- The Washington Times - Thursday, September 20, 2012

House Democrats defeated the broadest immigration reform effort yet in this Congress, voting down a bill on Thursday that would have ended the random visa lottery and replaced it with a system rewarding high-tech foreign graduates from U.S. universities.

The vote showed neither side is ready to break the stalemate that has foiled every major immigration bill for the past decade.

This latest effort would have tried to rewrite the country’s immigration priorities, shifting away from random chance and toward picking skilled workers that Republicans said could boost the U.S. economy.

“Unfortunately, Democrats today voted to send the best and brightest foreign graduates back home to work for our global competitors,” said House Judiciary Committee Chairman Lamar Smith, Texas Republican, who wrote the bill. “Democrats voted against a bill that helps American businesses hire the most qualified foreign graduates.”

Most Democratic opponents said they didn’t oppose visas for high-tech graduates, but objected to canceling the random chance visa lottery. Democrats said the lottery is a key way that the U.S. gets immigrants from countries that don’t have long-standing business or family ties to the United States.

Black, Hispanic and Asian Democrats all urged their colleagues to block the move.

“We strongly oppose a zero-sum game that trades one legal immigration program for another,” said Rep. John Conyers Jr., the ranking Democrat on the House Judiciary Committee.

Rep. Zoe Lofgren, California Democrat, had an alternative that would have kept the visa lottery and added a new high-tech visa category. That plan would have boosted overall legal immigration by about 50,000 visas per year.

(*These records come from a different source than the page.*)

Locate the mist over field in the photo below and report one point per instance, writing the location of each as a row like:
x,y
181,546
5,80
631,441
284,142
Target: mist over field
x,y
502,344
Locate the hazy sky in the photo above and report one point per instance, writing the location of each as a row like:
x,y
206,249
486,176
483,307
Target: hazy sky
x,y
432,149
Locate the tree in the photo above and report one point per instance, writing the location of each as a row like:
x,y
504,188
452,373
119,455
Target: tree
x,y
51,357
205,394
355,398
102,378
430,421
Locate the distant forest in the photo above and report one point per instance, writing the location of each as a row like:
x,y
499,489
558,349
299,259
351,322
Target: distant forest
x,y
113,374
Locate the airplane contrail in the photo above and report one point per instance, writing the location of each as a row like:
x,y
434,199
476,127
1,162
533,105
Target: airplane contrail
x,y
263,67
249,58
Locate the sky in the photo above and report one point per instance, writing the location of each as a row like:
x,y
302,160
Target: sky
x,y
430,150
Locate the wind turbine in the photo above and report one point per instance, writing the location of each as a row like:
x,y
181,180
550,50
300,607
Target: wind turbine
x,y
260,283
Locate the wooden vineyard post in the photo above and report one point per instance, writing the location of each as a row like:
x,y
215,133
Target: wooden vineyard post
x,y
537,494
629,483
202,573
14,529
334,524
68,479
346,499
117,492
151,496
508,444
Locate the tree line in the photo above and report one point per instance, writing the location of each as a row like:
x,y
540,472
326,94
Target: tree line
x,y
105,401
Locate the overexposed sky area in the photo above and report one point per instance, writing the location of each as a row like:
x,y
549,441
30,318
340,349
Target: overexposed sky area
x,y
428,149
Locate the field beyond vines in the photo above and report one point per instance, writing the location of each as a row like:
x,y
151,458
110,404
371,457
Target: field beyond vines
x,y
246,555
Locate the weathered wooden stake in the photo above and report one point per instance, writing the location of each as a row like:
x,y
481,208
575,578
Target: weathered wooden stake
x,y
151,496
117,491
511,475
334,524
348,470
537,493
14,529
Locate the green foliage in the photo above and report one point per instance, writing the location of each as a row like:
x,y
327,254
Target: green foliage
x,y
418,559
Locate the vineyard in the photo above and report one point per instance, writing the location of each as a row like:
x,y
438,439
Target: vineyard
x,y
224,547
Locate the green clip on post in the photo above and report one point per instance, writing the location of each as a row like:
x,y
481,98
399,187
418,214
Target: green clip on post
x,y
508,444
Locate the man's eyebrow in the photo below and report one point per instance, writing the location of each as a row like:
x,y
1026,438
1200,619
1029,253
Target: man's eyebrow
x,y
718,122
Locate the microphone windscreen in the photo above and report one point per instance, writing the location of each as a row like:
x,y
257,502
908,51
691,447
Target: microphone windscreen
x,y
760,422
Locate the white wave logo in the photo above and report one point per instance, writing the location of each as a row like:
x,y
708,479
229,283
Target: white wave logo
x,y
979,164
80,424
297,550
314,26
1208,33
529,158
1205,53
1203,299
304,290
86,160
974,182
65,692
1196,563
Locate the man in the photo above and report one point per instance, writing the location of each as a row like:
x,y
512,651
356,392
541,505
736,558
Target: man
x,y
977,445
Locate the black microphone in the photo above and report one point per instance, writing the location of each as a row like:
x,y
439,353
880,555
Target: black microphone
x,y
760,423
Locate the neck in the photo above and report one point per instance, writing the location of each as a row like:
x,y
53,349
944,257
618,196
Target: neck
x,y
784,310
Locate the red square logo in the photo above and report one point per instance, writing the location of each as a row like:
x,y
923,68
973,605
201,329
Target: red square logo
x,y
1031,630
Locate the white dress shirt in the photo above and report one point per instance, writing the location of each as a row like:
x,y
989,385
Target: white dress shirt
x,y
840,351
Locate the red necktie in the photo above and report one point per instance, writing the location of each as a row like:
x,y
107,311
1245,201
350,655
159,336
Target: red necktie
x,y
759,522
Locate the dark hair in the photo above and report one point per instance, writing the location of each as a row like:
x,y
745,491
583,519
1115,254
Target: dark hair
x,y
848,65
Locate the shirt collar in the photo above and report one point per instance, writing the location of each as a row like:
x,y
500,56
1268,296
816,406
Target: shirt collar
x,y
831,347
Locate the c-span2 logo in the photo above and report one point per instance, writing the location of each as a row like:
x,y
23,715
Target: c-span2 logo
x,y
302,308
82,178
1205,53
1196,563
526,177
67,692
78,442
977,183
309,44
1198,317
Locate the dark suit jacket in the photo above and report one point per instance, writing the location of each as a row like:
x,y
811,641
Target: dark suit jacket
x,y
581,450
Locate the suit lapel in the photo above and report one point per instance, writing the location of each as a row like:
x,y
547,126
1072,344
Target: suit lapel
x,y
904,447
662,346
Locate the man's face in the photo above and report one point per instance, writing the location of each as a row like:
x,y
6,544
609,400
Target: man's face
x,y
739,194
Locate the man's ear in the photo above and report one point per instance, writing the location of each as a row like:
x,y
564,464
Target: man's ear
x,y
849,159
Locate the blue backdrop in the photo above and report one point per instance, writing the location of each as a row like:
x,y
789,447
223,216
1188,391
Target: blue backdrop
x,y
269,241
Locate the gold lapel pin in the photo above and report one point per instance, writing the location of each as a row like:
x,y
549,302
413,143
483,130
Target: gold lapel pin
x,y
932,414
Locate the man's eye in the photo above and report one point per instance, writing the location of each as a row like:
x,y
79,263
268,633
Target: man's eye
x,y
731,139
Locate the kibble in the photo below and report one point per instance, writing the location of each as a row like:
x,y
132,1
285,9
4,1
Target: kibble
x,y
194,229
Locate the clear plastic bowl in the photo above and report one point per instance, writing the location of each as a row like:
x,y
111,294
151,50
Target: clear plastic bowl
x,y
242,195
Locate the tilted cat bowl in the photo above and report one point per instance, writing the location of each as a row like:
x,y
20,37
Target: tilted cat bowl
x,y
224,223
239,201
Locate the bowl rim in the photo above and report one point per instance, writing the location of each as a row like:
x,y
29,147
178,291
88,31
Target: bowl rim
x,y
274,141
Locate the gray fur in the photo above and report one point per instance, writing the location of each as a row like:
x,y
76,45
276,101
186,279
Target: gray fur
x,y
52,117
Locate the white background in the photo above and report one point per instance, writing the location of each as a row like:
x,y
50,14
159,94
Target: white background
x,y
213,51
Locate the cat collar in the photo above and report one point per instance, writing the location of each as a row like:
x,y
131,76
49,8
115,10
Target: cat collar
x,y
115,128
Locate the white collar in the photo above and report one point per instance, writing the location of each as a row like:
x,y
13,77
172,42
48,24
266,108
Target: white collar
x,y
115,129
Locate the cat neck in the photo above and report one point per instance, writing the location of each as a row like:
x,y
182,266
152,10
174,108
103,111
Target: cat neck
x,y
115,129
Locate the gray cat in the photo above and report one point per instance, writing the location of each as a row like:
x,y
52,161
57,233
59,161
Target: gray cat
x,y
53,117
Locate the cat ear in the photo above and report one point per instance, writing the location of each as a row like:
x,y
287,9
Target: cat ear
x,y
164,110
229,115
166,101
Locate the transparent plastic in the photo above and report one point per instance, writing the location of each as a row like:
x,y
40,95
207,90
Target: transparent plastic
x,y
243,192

But Republicans did not allow a chance to vote on her version, arguing that voters tell pollsters they want to see immigration either kept the same or reduced, but not increased.

Mr. Smith’s bill earned a majority in the House, 257-158, but fell 20 votes shy of the two-thirds vote needed under expedited House rules. Only 30 Democrats voted for it — well short of the number GOP leaders had expected to join them.

Five Republicans joined most Democrats in opposition.

The bill would have canceled the diversity visa lottery, which was created in 1990 and which awards green cards to as many as 55,000 people each year through random chance. The goal was to broaden immigration and give a chance to those who don’t have family ties, key business skills or asylum claims, which are the backbone of the system.

Those visas would have been recaptured and used for the high-tech workers Mr. Smith said the U.S. should be targeting.

He said the diversity system is rife with fraud, and others pointed to figures showing those who come here through the lottery have higher unemployment, on average and are a bigger burden on taxpayers than other immigrants.
Analysts said that’s because they come without any of the family or employment support structure that most other immigrants have when the immigrate.